I occasionally write of garum.
The ancient Romans eagerly doused their foods and used as a cooking ingredient a fermented fish sauce: garum. The preparation of garum is described by Pliny. Modern Vietnamese fish sauce and modern S. Italian colatura are modern analogies. I’ve had colatura on my wish list periodically… thanks readers, especially FGZ!
There is a direct connection between the production of sauces such as ketchup, Worchestershire, other fish-based steak sauces.
Today a reader sent an article that a garum factory was discovered in Israel. HERE
It is one of the very few garum factories found in the eastern Mediterranean, despite the Romans’ long presence in the area and the premium they put on the pungent fermented sauce.

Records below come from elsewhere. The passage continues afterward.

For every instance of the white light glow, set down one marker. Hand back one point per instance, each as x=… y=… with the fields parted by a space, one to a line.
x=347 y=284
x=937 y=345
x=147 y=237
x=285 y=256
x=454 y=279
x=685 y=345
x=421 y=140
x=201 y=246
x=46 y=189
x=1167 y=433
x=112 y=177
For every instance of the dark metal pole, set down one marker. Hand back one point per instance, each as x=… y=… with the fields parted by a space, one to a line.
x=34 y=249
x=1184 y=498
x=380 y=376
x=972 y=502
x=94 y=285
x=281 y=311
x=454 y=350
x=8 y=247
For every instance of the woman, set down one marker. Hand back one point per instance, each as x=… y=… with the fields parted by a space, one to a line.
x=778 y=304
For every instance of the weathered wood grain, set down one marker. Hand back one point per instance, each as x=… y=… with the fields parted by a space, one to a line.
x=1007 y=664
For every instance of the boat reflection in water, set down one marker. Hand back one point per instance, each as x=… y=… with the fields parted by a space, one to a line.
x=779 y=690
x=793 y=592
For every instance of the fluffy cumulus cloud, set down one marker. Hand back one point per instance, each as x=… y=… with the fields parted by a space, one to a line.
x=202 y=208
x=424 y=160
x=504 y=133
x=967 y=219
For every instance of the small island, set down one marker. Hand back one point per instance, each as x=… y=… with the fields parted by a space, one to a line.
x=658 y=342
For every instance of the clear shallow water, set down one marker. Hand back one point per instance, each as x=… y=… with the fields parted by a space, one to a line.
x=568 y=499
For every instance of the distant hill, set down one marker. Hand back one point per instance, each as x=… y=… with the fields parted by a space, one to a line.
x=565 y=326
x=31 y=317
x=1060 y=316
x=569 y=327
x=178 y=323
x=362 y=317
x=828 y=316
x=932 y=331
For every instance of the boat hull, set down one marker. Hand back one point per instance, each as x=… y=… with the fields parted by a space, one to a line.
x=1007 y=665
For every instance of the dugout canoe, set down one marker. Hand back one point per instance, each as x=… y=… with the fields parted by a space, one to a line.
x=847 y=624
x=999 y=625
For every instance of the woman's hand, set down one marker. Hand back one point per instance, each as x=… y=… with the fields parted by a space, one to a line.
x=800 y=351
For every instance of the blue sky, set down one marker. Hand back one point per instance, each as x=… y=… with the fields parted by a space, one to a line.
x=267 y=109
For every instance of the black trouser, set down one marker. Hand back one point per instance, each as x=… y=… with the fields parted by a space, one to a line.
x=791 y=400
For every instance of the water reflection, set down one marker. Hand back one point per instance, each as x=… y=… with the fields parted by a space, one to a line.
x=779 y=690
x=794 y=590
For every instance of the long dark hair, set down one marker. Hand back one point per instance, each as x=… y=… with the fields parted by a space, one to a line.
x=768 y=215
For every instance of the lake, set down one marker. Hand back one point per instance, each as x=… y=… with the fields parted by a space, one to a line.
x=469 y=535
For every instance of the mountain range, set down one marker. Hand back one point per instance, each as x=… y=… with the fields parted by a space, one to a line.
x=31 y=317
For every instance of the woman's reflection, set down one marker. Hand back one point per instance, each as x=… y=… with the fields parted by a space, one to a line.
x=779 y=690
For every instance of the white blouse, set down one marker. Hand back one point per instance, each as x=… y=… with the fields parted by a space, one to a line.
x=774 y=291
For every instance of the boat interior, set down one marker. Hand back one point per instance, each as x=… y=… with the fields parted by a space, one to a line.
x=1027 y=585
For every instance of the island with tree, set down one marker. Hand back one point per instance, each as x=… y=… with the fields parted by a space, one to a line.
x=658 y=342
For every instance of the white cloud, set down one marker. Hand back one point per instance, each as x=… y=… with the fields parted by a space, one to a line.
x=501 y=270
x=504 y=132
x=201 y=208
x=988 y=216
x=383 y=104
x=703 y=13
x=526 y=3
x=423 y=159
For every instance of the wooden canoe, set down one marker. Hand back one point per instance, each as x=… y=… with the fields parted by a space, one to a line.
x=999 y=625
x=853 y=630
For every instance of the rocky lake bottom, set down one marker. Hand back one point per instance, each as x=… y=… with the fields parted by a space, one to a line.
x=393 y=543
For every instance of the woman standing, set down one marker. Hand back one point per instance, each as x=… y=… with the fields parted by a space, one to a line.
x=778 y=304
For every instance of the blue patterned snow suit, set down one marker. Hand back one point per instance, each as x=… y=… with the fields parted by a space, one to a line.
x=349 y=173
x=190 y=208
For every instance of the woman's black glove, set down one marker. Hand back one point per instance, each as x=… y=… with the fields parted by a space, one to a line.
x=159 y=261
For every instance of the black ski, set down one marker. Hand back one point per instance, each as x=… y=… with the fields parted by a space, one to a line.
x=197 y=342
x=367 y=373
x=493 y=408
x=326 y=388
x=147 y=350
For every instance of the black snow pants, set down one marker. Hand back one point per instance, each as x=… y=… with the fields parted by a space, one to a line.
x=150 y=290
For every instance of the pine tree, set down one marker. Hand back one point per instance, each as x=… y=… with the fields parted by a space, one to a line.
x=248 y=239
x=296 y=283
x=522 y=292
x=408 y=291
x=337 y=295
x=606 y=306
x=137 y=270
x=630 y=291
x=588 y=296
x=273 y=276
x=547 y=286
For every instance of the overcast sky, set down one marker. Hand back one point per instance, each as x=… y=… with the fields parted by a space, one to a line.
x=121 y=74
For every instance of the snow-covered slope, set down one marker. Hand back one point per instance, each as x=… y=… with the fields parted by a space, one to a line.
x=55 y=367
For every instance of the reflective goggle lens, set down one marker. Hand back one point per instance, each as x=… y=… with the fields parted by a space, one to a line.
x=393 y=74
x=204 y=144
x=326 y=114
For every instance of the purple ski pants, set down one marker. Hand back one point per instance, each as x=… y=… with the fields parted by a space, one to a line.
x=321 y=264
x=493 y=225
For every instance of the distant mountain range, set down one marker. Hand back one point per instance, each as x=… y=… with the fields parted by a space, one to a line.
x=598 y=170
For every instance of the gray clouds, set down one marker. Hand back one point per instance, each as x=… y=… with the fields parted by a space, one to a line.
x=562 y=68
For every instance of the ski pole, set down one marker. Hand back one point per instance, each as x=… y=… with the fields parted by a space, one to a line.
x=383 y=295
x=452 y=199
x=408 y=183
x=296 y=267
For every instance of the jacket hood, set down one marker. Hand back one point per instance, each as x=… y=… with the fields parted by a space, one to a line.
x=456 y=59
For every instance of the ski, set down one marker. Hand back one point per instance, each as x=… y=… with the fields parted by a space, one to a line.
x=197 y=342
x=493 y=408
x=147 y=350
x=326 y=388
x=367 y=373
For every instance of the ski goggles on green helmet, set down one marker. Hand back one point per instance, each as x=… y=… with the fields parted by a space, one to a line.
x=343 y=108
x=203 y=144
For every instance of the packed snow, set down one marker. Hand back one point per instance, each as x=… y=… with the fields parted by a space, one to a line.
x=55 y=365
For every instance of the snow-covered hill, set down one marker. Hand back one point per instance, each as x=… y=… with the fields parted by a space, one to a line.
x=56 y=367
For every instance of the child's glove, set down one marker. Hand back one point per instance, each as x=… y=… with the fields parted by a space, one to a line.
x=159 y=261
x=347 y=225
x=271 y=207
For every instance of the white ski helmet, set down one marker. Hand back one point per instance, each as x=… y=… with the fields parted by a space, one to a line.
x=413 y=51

Most surviving examples are to be found in the Iberian Peninsula and southern Italy.
“We have something really unusual here,” Israel Antiquities Authority archaeologist Dr Tali Erickson-Gini told The Times of Israel, as the Romans added garum to almost all their dishes to give them a salty savoury kick.
“It’s said that making garum produced such a stench that cetariae were located some distance from the towns they served, and in this case the factory is about two kilometres from ancient Ashkelon,” Dr Tali Erickson-Gini said, according to Kan.
Read the description of the preparation of garum by Pliny and you will know why the area must have smelled pretty bad. But I suppose most of the ancient world smelled pretty bad.
Some of the most famous garum of the ancient Roman world was made in Pompeii. It’s factories have been explored.
I may have to act on this news. Sometimes you just have to have some of this stuff.
Here is a recipe which I like.
- in a large bowl put finely minced garlic, a few tablespoons of colatura, finely minced fresh or crushed dry pepperoncino, and a dab of really good olive oil
- cook, drain and cool in cold water thin spaghetti, even the so-called “angel hair” – HINT: DRAIN WELL even by tossing paper towels through it
- add the spaghetti to the bowl with the macerating garlic, pepperoncino, colatura, and mix well.
- garnish with freshly chopped parsley (flat leaf is best) – chop immediately before serving
Adjust as needed with more colatura and oil. It wouldn’t hurt to grind black pepper over it. Ancient Romans loved black pepper.